Cognito: Family friendly budget lays platform for sticky sweets later on

15 May 2014

* Dulce pomum quum abest custos

In his sixth Budget, Bill English has served up a pretty reasonable main course for families – with more spending on health and some on housing.

But, it’s the promise of a tax cut dessert (possibly three years away) that’s going to get voters to the table later this year.

The “steady as she goes” Finance Minister and his party realise the election rests on the sentiment of middle class mums and dads – some of them on struggle street.

So, Budget 2014 has cleverly pinched the Opposition’s policy platform with announcements such as the $172 million to boost paid parental leave next year.

As Mr English said in his speech to Parliament, “what’s good for vulnerable kids and communities is also good for the government’s books”.

Right wing pundits will be disappointed National has moved into left wing territory, even if it does cut Labour and the Greens off at the pass.

Cognito thinks the $90 million extension of free doctors’ visits for children under 13 years old (in time for winter) is a friendly nod to NZ First Leader Winston Peters who introduced the existing free visits for children under six years. This could factor (positively for National) in post-election negotiations.
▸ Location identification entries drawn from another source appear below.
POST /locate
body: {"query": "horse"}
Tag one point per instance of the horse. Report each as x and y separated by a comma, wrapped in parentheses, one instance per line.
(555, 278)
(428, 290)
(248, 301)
The policy also means more money in people’s pockets too.

Alongside families, Auckland and Christchurch are winners (mainly housing), while business also get some good news with research and development tax relief.

Rising house prices got some token attention with temporary suspension of duties and tariffs on imported building materials to save $3,500 on the cost a new build.

Business innovation spending includes $56.8 million over four years in contestable science and innovation (increasing the total to $1.5 billion by 2015/16).

Key themes in the Budget include a consistent approach to modest spending, a return to surplus ($375 million next year), and reducing Crown debt to 20% of GDP by 2020.

For the first time, the total health budget will top the $15 billion mark in 2014/15, thanks partly to the skills of outgoing Health Minister Tony Ryall and the belief that better healthcare will result in better economic wellbeing.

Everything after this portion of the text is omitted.